Tekelec's bumpy ride continues as it announces job losses at its Switching Solutions Group in Plano, Texas

June 22, 2006

3 Min Read
Job Cuts Prolong Tekelec's Tech Wreck

With an annual base salary of $550,000, Tekelec 's newish CEO Frank Plastina pockets a handsome pay check each month. But given the signaling and switching vendor's turbulent 2006, you could argue he's having to earn every penny. (See Tekelec Names CEO.)

Plastina's latest move is to cut 60 staff, mostly from its Switching Solutions Group based in Plano, Texas, in an effort to get its costs under control. (See Tekelec Cuts Headcount.)

The redundancies will cost the company $3.4 million in charges, which will be recorded in the current quarter ending June 30. Tekelec estimates the move will reduce its annual operating costs by between $8 million and $8.5 million, nearly three percent of its 2005 operating expenses of $328 million.
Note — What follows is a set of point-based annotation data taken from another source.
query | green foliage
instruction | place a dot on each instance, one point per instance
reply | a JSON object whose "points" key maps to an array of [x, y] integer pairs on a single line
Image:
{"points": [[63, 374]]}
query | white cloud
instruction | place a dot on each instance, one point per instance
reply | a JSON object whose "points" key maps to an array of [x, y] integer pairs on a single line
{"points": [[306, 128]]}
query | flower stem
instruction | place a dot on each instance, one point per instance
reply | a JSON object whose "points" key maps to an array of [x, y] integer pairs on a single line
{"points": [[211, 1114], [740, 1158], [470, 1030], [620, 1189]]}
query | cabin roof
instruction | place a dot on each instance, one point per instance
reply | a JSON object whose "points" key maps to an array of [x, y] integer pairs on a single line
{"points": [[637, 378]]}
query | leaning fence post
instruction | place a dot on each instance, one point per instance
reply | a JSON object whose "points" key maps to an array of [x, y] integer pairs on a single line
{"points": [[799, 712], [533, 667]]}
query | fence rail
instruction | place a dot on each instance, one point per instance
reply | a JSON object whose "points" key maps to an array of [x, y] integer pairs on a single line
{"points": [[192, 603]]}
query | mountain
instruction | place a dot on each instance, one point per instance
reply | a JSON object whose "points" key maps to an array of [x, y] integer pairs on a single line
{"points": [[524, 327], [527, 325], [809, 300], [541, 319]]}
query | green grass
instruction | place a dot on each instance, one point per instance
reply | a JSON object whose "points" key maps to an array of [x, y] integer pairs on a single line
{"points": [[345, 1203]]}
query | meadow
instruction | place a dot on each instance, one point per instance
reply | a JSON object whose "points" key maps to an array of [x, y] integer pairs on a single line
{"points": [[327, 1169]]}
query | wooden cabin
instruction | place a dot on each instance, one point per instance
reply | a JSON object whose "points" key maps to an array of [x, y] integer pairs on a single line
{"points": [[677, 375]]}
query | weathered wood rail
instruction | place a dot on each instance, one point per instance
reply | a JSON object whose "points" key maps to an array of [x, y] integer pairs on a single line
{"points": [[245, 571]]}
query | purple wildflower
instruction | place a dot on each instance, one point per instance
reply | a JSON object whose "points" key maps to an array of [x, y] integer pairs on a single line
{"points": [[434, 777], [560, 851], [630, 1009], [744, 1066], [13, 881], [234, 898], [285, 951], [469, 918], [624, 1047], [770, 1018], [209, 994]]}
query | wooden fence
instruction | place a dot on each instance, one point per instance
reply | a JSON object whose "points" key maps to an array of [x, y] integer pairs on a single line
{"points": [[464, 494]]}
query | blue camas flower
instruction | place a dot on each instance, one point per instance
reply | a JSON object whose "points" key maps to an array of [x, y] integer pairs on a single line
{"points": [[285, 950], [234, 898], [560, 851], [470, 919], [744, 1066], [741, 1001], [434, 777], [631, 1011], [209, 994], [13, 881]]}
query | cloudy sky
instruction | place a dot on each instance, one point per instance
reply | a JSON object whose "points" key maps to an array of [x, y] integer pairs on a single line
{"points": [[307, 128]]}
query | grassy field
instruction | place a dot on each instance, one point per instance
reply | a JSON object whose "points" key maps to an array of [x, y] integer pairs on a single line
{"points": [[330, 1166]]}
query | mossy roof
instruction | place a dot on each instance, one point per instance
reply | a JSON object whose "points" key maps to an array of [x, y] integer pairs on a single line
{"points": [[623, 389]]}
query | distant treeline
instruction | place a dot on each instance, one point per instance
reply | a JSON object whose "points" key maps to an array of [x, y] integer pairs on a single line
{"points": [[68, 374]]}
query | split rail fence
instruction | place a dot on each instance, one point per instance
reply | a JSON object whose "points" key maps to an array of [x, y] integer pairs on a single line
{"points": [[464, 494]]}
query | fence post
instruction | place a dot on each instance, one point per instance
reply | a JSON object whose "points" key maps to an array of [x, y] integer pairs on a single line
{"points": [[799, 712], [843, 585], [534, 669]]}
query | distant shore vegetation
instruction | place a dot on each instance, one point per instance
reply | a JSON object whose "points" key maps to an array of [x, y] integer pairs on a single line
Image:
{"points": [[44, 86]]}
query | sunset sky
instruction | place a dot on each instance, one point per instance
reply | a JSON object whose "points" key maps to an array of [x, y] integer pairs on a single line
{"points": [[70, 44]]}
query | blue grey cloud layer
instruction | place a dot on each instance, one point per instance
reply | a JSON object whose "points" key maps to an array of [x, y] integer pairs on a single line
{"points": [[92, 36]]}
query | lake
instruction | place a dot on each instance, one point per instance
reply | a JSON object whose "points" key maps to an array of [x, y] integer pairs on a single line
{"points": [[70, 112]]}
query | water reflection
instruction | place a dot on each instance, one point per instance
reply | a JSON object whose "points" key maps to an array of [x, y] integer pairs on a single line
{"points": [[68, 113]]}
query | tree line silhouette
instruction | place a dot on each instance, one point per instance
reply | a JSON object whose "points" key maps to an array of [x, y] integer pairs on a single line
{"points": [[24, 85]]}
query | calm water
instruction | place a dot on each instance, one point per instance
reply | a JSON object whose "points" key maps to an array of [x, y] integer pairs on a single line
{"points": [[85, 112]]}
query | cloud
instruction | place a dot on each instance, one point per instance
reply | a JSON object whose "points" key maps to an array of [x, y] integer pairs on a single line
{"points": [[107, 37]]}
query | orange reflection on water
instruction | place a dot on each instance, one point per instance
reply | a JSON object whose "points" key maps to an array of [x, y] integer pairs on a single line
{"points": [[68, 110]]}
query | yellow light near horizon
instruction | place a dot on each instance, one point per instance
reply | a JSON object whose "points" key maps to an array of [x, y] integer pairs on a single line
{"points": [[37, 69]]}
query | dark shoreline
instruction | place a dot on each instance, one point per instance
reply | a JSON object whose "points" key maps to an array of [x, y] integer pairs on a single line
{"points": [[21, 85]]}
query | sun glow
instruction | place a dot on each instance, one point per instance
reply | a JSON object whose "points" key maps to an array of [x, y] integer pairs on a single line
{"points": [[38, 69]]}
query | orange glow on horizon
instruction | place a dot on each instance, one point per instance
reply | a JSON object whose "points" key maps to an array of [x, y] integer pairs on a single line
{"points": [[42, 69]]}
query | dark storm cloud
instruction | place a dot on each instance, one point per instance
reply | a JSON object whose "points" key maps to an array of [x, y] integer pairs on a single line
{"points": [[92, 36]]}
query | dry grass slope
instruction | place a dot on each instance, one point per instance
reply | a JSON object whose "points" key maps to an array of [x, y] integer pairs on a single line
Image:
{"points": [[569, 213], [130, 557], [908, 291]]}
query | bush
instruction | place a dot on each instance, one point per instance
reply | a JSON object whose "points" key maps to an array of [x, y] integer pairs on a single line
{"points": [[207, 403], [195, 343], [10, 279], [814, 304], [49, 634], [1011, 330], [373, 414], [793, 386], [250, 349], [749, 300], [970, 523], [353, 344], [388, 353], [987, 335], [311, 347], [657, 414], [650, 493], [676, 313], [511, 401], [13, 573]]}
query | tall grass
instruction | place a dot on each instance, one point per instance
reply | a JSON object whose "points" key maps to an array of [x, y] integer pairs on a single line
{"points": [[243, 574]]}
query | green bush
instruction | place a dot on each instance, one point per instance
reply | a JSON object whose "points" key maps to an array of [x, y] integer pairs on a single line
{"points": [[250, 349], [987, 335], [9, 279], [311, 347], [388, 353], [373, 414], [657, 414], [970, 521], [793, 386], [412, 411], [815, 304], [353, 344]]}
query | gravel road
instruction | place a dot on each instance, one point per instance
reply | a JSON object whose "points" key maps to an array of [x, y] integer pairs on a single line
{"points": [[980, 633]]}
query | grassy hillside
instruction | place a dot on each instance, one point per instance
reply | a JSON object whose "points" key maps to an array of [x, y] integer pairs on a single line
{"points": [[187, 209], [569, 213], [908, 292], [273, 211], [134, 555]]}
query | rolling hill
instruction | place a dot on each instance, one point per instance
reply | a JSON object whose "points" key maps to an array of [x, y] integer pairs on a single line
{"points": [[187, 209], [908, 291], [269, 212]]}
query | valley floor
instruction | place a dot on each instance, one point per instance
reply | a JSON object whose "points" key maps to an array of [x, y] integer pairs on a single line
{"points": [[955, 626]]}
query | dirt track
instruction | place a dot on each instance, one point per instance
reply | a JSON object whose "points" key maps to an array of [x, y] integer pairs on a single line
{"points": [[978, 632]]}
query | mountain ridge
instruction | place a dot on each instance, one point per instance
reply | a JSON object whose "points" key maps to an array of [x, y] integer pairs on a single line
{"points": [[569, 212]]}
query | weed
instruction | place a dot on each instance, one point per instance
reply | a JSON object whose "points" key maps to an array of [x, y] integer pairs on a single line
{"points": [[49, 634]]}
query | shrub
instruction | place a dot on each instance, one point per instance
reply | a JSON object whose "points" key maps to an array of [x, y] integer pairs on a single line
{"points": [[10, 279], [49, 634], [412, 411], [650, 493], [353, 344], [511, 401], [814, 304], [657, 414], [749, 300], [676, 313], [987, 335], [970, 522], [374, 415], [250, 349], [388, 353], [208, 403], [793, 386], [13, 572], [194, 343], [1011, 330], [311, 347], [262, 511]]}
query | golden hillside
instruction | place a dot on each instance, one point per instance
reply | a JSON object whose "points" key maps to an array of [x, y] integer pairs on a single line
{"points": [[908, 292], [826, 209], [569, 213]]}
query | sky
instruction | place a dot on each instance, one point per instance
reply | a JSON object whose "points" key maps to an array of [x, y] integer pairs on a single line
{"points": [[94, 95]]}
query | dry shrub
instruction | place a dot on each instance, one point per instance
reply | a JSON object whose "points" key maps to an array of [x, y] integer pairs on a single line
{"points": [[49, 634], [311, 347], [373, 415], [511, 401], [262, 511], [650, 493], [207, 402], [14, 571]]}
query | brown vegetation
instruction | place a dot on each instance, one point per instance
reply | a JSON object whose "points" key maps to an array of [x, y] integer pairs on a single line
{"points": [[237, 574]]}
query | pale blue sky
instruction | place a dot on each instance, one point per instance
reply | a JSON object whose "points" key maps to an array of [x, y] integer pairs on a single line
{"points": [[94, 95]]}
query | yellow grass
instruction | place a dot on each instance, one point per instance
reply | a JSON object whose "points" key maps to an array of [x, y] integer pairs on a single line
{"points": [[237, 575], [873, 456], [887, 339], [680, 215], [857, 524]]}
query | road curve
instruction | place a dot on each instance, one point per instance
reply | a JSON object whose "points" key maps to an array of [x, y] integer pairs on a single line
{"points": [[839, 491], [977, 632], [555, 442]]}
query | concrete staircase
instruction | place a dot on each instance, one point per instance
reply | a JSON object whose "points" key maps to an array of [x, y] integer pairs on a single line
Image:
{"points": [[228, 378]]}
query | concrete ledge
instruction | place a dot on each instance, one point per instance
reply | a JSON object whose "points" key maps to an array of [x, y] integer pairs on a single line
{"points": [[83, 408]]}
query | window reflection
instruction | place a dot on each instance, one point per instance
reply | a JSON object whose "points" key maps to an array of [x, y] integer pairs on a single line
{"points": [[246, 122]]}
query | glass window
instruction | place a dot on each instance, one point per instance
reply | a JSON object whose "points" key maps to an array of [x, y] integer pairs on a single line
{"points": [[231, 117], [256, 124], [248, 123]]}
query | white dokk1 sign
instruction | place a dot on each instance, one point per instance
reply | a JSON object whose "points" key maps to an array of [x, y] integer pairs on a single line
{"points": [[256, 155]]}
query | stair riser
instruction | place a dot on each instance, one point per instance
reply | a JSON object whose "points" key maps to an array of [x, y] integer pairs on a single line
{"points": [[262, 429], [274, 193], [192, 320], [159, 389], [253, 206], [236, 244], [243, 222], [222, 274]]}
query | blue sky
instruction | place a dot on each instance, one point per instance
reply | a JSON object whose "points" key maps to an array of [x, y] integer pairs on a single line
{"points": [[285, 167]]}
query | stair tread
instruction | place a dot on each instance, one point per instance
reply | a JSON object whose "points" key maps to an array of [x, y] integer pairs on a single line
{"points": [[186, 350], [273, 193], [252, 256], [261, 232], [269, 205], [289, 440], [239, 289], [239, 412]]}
The news comes only days after the company announced an executive reshuffle, including the resignations of its chief marketing officer and senior VP of operations. It also comes less than three months after Tekelec named a new president of the Switching Solutions Group after the previous incumbent quit. (See Tekelec Shuffles Execs, Tekelec Names Prez, and Tekelec President Quits.)

It's been a testing year for Tekelec, during which it has been dogged by accounting difficulties that resulted in a delisting threat from Nasdaq . (See Tekelec Delays Q1, Tekelec Gets Nasdaq Notice, and Tekelec Delays Results.)

It also took a significant financial hit related to its Taqua softswitching business. (See Tekelec Taqua Saga Drags On.)

And in the past month the company has experienced a dramatic slide in its valuation. Tekelec's share price may have closed up 47 cents, more than 4 percent, Wednesday at $11.70, giving it a market value of $786 million, but its stock value has fallen more than 18 percent in the past month, from a price of $14.36 on May 22. During that time the company restated its financial results from 2003, 2004, and 2005. (See Tekelec Files Q4, Restates.)

And, according to Jefferies & Co. Inc. analyst George Notter, the switching business is set to get even tougher. In a recent research note, Notter stated that "the competitive environment in switching appears to be getting incrementally more difficult for Tekelec," as prices continue to fall and as some incumbent vendors have become "more aggressive in bundling existing circuit switching gear with VoIP media gateway deals."

But Notter sees some positives, too, as he reckons Tekelec's OEM relationship with Alcatel (NYSE: ALA; Paris: CGEP:PA) is stable despite problems at Cingular Wireless . (See Alcatel, Tekelec Extend Deal and Tekelec Takes a Hit on Cingular.)

"In the wake of the recent Cingular debacle, Alcatel has fixed its issues with the Spatial softswitch. We understand that the OEM is back working customer opportunities with the combined Tekelec/Spatial product solution. This view – that the Cingular problems were a unique situation and won't spread to other accounts – is reinforced through our recent conversations with industry contacts," writes Notter.

The analyst is also positive about Plastina's management approach, noting that the vendor is "also working to more selectively identify profitable account opportunities."